Combined Trajectories for Action Recognition Based on Saliency Detection and Motion Boundary.
Xiaofang Wang,Chun Qi,Fei Lin
DOI: https://doi.org/10.1016/j.image.2017.05.007
IF: 3.453
2017-01-01
Signal Processing Image Communication
Abstract:To exploit the trajectories from different areas of a video in an effective way to represent action, this paper proposes to extract the trajectories of action-related areas, the trajectories of action-related motion boundaries and the dense trajectories independently, and then concatenate the representations of them to obtain the final representation of the video. The key to extract the former two sets of trajectories is to detect the action-related areas in each frame at first. We fulfill this task by applying sparse representation to the motion of the subvideo centered at current frame on patch level. To this end, we spatially divide the subvideo into patches. For each patch, we learn a weighted sparse representation of its motion vector using the dictionary constructed by the motion vectors of all the rest patches, and then use the reconstruction error to measure patch saliency.
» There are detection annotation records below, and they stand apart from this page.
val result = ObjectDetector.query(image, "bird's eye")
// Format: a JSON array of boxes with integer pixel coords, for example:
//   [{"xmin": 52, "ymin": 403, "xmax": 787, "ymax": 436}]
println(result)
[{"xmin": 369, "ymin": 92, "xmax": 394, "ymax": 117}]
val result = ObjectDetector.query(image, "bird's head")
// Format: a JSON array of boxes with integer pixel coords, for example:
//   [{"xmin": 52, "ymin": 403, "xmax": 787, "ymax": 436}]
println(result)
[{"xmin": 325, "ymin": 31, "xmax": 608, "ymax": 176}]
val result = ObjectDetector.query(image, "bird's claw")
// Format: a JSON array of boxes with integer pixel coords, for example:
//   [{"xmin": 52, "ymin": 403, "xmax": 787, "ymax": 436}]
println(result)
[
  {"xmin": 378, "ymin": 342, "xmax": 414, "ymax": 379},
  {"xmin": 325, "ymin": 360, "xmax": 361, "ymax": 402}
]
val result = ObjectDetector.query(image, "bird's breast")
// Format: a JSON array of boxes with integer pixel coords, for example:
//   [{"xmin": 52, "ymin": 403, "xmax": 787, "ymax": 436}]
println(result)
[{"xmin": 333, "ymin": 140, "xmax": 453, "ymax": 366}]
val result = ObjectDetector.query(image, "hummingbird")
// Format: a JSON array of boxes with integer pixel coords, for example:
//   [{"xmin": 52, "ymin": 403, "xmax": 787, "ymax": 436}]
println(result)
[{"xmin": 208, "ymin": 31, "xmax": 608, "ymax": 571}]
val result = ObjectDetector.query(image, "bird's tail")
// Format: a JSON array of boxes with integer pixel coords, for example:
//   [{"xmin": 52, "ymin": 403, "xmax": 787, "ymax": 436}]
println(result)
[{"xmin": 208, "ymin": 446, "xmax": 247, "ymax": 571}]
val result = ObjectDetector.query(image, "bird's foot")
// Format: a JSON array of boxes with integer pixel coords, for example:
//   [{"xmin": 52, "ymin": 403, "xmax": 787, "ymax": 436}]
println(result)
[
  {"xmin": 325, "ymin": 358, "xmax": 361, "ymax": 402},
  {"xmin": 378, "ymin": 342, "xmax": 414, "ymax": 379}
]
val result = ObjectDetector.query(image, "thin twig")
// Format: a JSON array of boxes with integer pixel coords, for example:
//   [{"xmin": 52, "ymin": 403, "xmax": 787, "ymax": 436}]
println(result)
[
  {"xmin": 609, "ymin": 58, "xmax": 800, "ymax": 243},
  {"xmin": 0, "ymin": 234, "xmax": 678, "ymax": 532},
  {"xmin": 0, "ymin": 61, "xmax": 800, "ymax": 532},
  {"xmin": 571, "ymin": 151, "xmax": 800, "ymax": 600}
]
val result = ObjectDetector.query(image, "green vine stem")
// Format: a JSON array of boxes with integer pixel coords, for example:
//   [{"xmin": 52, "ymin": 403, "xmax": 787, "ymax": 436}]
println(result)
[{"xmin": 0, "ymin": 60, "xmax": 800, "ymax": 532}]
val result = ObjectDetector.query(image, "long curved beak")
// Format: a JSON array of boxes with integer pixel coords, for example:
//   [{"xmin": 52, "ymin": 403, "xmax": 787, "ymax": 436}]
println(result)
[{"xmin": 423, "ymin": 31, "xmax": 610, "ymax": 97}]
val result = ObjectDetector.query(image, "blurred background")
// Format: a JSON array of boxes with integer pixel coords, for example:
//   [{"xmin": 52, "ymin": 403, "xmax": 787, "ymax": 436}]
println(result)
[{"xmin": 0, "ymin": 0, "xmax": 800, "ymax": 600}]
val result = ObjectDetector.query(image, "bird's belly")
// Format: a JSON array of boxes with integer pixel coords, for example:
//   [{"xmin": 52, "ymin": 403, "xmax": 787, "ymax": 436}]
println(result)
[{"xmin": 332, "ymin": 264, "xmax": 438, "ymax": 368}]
Based on the saliency of all patches in a frame, a saliency map is obtained to indicate the action-related areas, which on one hand is incorporated into dense tracking to extract the trajectories of action-related areas, and on the other hand is used as a mask to filter out the background motion boundaries so that the action-related motion boundary trajectories are derived. The experiments on four benchmark datasets, namely, Hollywood2, YouTube, HMDB51 and UCF101, demonstrate the effectiveness of our method.